As already said, in order to push out the exposure time, you need to make what the camera is seeing darker. Which is done by neutral density filters.
These basically come in 2 forms. Circular, which screw onto the end of the lens itself and match the round end of the lens. Or square. You attach a filter holder onto the end of the lens and then slide square filters into the filter holder. There are adapters which join the holder to the correct diameter of lens. That way you can have more than one filter attached the end of the lens.
I would recommend going down the route of the square + holder , because by just changing the adapter on the end to fit whatever lens you are using, you can use all of your filters across all of your lenses.
There are 2 main sizes of square filters ... I'd recommend you go for the larger one at 83mm ... that way you can attach the filter onto wider and physically larger lenses.
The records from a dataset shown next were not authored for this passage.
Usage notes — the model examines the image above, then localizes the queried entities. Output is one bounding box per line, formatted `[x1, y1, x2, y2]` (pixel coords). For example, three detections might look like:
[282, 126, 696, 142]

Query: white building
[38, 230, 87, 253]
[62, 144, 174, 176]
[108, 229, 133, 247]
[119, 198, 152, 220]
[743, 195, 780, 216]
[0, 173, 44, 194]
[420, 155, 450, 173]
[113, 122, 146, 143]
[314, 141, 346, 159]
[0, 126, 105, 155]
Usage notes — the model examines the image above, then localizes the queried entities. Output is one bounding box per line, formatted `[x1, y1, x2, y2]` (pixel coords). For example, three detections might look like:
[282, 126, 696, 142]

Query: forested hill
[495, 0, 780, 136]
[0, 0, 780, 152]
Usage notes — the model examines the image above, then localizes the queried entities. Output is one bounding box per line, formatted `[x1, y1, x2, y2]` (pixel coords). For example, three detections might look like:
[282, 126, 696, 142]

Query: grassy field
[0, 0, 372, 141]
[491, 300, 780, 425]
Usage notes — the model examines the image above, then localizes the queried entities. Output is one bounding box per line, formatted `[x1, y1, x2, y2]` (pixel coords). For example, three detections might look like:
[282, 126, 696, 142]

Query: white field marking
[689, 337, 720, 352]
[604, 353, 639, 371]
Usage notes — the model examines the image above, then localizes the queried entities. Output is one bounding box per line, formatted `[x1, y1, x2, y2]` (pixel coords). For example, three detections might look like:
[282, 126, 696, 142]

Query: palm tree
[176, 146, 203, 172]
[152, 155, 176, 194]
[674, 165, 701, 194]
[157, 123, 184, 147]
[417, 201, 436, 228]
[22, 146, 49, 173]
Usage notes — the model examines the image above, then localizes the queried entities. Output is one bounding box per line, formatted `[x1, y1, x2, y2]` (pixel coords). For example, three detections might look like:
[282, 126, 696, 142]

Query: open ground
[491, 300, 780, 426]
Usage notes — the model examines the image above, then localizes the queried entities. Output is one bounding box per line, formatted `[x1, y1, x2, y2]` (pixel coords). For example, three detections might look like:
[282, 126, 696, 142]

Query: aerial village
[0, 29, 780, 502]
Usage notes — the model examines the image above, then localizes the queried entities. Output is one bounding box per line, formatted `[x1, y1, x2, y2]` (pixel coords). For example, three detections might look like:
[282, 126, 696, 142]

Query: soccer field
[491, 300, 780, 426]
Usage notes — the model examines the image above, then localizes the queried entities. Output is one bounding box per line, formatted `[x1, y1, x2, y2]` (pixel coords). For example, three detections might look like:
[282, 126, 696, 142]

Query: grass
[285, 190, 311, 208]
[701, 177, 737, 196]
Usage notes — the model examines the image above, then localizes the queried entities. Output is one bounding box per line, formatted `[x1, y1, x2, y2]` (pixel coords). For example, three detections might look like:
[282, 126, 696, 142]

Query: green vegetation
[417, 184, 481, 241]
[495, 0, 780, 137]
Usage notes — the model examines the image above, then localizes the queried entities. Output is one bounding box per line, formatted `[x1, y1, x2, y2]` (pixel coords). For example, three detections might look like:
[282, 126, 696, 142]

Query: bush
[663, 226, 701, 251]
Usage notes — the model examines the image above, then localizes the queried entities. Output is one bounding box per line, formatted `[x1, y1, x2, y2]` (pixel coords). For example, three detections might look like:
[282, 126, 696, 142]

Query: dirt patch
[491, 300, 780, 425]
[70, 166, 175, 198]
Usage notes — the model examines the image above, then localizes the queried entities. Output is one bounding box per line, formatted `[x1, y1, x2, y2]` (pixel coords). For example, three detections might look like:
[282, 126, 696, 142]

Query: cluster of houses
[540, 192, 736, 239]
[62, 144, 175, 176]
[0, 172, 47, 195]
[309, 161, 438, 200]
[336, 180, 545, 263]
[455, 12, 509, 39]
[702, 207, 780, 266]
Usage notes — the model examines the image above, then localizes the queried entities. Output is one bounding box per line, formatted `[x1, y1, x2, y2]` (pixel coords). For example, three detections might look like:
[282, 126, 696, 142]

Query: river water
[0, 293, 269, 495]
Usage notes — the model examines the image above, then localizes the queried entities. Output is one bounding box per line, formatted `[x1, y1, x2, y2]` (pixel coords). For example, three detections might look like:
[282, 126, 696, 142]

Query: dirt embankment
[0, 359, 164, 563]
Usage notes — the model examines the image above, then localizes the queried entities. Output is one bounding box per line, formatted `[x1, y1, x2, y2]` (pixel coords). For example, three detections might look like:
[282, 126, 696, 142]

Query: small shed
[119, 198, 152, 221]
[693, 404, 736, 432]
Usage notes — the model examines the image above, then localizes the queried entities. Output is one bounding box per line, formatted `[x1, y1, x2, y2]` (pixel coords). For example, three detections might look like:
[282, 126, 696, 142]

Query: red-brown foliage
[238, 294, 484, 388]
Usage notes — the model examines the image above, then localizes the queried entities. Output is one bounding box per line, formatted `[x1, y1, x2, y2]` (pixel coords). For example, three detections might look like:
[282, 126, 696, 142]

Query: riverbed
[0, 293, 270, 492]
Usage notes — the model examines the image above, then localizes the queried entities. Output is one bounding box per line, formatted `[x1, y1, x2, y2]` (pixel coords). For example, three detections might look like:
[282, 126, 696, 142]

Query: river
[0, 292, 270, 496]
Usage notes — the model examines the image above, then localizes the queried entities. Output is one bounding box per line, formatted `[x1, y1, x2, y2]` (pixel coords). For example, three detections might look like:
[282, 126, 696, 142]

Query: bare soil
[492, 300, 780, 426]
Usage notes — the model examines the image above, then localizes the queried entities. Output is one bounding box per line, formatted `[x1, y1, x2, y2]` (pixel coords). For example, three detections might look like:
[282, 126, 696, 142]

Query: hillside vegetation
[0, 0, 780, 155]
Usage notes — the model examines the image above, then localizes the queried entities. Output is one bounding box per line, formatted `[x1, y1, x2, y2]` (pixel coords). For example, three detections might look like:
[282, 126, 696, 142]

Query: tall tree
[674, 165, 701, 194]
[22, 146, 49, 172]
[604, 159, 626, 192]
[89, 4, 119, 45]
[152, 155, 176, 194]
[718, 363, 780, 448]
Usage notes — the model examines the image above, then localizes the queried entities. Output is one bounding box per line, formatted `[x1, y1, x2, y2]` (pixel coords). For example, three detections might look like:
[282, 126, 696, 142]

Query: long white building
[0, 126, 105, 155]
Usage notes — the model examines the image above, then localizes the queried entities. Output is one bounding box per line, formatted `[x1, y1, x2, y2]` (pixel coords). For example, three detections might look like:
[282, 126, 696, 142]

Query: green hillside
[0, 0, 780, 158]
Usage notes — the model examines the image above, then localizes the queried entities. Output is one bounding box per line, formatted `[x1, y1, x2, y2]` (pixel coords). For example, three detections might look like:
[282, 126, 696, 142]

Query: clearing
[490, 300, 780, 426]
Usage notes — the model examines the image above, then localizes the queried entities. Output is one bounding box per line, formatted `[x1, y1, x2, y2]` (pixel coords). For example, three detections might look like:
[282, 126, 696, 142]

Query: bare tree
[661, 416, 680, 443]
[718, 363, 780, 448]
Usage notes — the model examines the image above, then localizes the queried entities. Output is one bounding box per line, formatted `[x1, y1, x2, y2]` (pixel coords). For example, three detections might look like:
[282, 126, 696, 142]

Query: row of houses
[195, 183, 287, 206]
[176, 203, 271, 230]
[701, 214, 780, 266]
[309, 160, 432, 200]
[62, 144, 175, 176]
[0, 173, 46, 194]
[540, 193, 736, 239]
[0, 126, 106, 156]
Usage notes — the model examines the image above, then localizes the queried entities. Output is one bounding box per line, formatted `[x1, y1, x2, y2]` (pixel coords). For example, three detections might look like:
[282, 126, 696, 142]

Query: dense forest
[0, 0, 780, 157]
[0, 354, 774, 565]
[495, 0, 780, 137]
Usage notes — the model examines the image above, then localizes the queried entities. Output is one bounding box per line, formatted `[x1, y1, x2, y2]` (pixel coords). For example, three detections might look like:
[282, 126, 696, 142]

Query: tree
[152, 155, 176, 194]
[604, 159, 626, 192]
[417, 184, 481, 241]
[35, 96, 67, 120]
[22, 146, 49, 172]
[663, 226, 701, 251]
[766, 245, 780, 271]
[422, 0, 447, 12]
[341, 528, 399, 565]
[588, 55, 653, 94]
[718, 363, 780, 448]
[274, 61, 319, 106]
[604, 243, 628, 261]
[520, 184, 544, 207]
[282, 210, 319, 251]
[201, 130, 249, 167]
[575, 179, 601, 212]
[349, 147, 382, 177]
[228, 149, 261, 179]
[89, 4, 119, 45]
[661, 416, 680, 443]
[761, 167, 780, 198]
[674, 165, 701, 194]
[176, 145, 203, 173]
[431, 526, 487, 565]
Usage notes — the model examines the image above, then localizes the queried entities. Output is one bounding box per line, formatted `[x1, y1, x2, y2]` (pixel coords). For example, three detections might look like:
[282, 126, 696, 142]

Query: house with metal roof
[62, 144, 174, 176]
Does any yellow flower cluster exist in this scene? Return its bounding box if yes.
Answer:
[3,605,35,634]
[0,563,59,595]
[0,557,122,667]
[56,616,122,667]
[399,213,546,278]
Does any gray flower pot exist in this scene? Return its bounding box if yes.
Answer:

As a basic place to start and get them, 7dayshop.co.uk do a good selection of holders and filters in the standard sizes. Its not pro-range stuff, but its good enough to learn with and if you really want to go further, then you can buy the expensive stuff later.
Some other things to consider:
A neutral density filter will darken the whole picture. In the type of shot you posted, its quite often the case that the sky is bright and the foreground much darker. A graduated ND filter can be used to darken just one half of the picture ( such as the sky ) to prevent over-exposure of the sky and allow the darker foreground to remain visible. Using a square filter also means that you can slide the filter up and down in the holder to adjust the fade point to match the scene as required.
Another filter worth considering would be a circular polariser. They can add a lot of the type of photograph you've posted too. ( plus they are quite dark filters and act as an neutral density filter at the same time. ) I'll let you read up about polarising filters in your own time.